Reflecting on the coincidental


A robin accompanied us from the hearse to the grave, as yesterday we laid Anne, who had lived most of her life in Swanage, to rest at Godlingston cemetery. Throughout the short graveside ceremony, it sat, as if listening, near to us, then drew attention to itself as close family spoke quietly and walked away.  It flew to a nearby small tree as we were about to pass it.  Not just flitting hardly seen at the periphery of our vision, but right before us, as close before our eyes as to startle us, a wing nearly touched my face; and it was singing, as we spoke to it, wondering as one does, “Why then?”, “Why, at all?”

All of us noticed, so it was easy to contemplate thoughts of how life and death are so intertwined.  I recall, a long time ago now, maybe twenty or even twenty-five years back at the close of the twentieth century, conducting a funeral on a very hot day in Belfast.  We were in a chapel of a funeral director.  I can see it now.  It was small, and it was full of people.  The doors were left open, the windows, as far as they could be, were open as well.  The traffic passed on a busy road near by, but we needed the air flow through the building.  Huddled around the coffin, a butterfly flew in and settled on the flowers.  It stayed for the service lifting off one flower and moving on to another.  A distraction, yet also a point of reflection.  At the end of the service it flew off again.

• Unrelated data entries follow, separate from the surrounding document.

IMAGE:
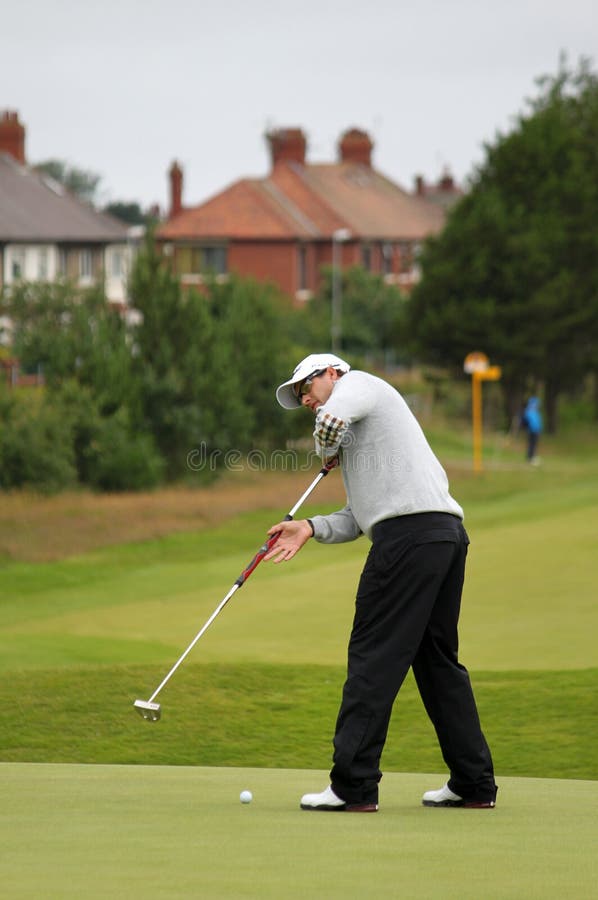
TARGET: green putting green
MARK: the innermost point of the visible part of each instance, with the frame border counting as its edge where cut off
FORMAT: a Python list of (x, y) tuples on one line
[(170, 832)]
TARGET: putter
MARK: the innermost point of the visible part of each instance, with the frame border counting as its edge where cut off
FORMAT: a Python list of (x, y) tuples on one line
[(151, 711)]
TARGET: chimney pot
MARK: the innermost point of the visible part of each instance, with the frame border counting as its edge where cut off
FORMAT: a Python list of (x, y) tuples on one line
[(12, 136), (287, 145), (176, 189), (355, 146)]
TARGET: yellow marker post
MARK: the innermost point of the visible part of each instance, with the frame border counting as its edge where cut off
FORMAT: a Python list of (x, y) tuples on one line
[(476, 364)]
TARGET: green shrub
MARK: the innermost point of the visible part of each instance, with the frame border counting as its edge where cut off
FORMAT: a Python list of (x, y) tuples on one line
[(121, 460), (36, 446)]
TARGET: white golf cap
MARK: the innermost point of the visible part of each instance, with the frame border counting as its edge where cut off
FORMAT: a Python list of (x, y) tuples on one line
[(316, 362)]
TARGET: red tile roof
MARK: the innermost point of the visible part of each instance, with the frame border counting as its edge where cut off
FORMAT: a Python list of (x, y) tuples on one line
[(309, 201)]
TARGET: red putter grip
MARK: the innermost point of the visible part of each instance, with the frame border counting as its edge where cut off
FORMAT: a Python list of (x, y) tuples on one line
[(265, 548)]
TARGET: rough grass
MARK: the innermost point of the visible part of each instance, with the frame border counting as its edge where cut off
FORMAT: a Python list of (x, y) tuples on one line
[(539, 724), (100, 595)]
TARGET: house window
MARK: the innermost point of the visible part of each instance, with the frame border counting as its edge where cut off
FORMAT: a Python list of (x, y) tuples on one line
[(42, 264), (386, 251), (17, 265), (85, 265), (406, 256), (214, 259), (301, 267), (198, 260), (116, 264)]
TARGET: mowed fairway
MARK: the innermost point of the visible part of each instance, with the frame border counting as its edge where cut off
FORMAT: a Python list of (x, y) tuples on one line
[(253, 707), (165, 832)]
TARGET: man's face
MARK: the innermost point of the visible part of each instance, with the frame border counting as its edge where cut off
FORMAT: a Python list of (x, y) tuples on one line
[(317, 393)]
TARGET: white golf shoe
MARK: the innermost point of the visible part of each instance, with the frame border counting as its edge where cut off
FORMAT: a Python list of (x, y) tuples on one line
[(327, 801), (443, 797), (446, 797)]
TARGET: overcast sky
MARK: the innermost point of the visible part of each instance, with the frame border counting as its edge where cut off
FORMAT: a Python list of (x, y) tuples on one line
[(123, 87)]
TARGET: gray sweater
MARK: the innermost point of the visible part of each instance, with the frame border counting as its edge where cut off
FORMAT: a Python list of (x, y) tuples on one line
[(387, 465)]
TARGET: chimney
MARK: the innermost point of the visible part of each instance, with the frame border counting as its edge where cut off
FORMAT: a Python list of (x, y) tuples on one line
[(176, 189), (446, 182), (12, 136), (356, 147), (287, 145)]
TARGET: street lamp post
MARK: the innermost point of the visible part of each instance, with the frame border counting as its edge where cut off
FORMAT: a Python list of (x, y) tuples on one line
[(338, 237)]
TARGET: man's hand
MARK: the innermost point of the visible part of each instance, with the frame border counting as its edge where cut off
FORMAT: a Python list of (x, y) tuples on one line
[(293, 535)]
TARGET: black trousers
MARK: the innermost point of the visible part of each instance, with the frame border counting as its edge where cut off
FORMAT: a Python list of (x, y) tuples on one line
[(406, 615)]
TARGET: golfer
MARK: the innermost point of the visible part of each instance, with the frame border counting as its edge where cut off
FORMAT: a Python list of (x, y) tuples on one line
[(409, 593)]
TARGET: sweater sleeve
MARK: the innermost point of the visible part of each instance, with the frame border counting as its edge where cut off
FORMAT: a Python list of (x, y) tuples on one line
[(336, 528)]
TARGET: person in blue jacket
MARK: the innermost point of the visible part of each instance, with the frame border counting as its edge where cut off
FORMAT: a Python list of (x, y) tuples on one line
[(531, 420)]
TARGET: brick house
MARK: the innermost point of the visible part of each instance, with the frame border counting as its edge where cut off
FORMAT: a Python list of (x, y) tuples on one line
[(301, 216), (47, 233)]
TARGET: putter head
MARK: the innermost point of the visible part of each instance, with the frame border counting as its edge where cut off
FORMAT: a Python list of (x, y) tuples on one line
[(148, 711)]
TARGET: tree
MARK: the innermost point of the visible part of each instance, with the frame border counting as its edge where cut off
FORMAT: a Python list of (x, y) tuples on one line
[(515, 271), (81, 182), (190, 388), (372, 315)]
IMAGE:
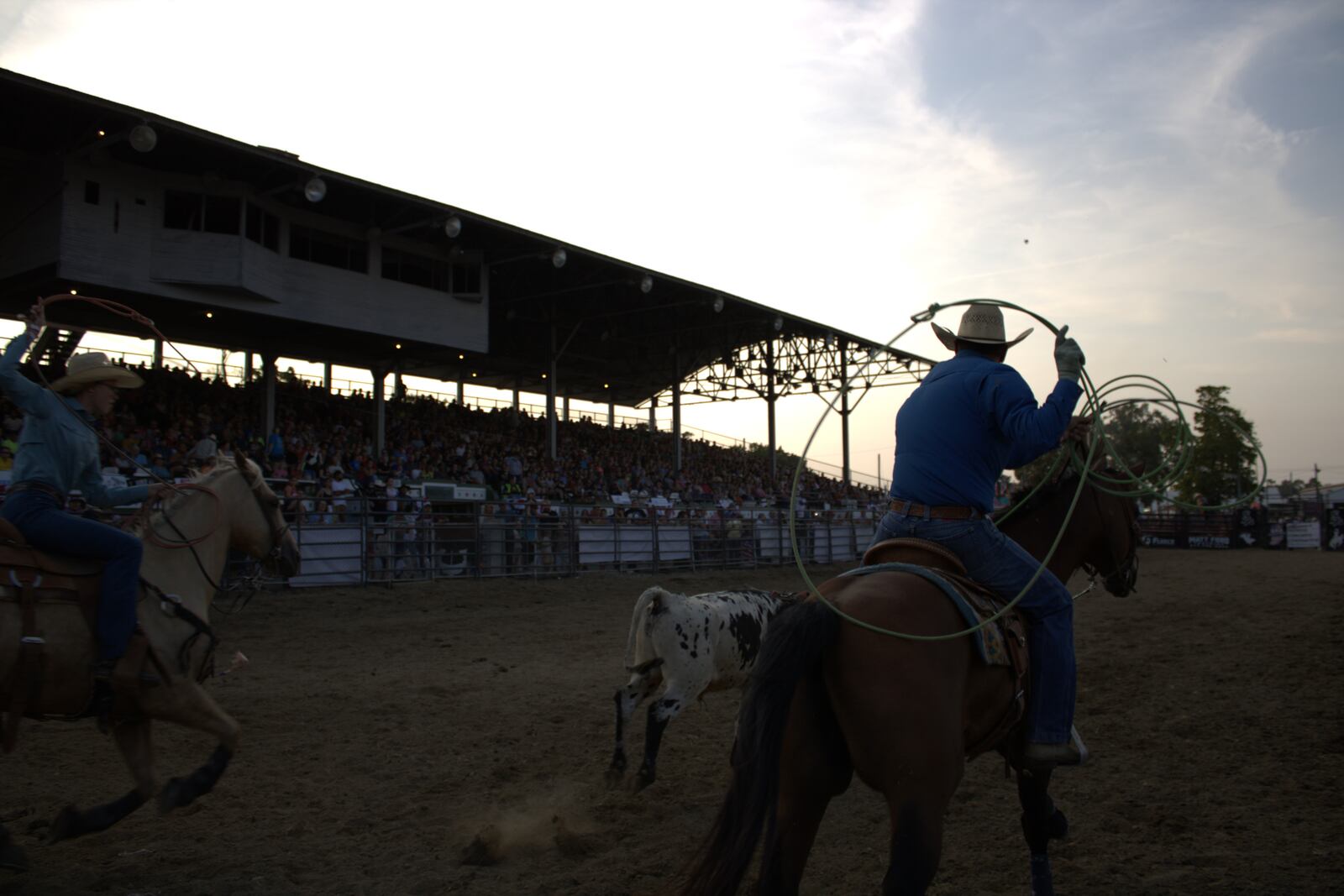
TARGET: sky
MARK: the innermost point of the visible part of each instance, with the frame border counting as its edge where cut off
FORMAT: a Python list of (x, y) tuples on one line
[(1160, 175)]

Clergy and funeral directors will speak of animals and birds and insects, because in the stillness and quietness we notice them, while we read the familiar words of committal, resurrection and reminders of who we are.  Yesterday, in the clear air of a cold and still winter’s day, sound travelled from the building sites across the fields off Northbrook Road.  A distant sound helps us notice when we are being still and quiet too.

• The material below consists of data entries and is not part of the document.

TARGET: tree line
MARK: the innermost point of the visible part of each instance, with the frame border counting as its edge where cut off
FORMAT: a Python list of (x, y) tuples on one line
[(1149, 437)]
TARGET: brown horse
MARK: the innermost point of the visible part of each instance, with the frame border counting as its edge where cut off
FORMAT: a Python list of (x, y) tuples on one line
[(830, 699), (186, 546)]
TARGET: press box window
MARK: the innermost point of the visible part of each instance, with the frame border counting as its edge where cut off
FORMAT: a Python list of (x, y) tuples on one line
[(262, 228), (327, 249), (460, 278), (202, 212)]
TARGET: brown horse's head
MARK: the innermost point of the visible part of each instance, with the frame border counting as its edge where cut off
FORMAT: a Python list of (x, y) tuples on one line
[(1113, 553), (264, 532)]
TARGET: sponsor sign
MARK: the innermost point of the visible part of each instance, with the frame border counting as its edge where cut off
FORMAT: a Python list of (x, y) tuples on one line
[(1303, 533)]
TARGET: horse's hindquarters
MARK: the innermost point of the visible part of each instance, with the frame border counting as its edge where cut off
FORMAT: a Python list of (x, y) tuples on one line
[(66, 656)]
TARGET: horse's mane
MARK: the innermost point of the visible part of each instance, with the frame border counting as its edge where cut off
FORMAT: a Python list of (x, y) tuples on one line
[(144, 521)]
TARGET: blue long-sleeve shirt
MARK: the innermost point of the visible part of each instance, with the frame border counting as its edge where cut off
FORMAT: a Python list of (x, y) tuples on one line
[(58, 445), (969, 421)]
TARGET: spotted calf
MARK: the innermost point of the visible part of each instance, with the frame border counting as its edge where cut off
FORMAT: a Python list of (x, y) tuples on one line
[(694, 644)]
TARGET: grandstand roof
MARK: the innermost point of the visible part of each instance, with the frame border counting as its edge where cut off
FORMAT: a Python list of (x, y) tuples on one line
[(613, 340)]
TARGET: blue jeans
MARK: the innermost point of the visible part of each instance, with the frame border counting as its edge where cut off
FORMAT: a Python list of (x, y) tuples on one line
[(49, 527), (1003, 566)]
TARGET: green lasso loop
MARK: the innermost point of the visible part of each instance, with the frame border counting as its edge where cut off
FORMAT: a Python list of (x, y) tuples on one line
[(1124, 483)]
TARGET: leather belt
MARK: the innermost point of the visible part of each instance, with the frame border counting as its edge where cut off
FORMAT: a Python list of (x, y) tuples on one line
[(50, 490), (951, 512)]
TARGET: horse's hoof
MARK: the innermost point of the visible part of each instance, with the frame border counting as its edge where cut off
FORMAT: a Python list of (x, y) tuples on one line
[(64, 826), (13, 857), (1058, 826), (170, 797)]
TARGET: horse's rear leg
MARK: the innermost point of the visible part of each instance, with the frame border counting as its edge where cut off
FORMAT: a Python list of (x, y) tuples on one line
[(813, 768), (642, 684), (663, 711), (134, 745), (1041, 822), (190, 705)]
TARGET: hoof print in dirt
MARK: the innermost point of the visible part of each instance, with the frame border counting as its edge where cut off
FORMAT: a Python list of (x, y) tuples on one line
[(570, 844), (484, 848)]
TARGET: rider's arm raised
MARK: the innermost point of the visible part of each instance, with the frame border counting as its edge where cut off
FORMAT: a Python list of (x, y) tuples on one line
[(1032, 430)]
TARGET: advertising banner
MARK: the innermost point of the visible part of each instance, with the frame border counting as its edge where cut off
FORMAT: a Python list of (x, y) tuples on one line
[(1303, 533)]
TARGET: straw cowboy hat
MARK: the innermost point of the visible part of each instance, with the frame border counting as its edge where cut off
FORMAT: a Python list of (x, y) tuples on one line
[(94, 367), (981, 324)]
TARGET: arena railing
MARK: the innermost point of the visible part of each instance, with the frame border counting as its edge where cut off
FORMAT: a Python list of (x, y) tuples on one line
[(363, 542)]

Leslie Weatherhead in his 1945 collection of sermons, entitled The Significance of Silence begins the title sermon with a memory of when staying at Jordans, the Quaker House in Buckinghamshire. He woke early on a September morning and before breakfast went outside into the beautiful garden and into a great silence, and he describes the experience in some detail.  But, then he went on to talk of another similar occasion when after a hot and noisy gathering in Lincoln, where he was preaching, he was taken by a farmer for his overnight stay, where he awoke, again in the absolute quiet.  On this occasion though, it was a train in the far distance; that chug, chug, chug that we are familiar with in Swanage, but a long way across the fields that, “interpreted the silence” as he put it.  He writes it all much better than me, but I think that we all know what he means.  It is the things that occur that may just be slightly out of place, or unusual, or a little over-exaggerated, that open our eyes to what is really happening. On a cold crisp morning such as today, with less moving than usual, and no bustle of children going to school, these things are coming to mind.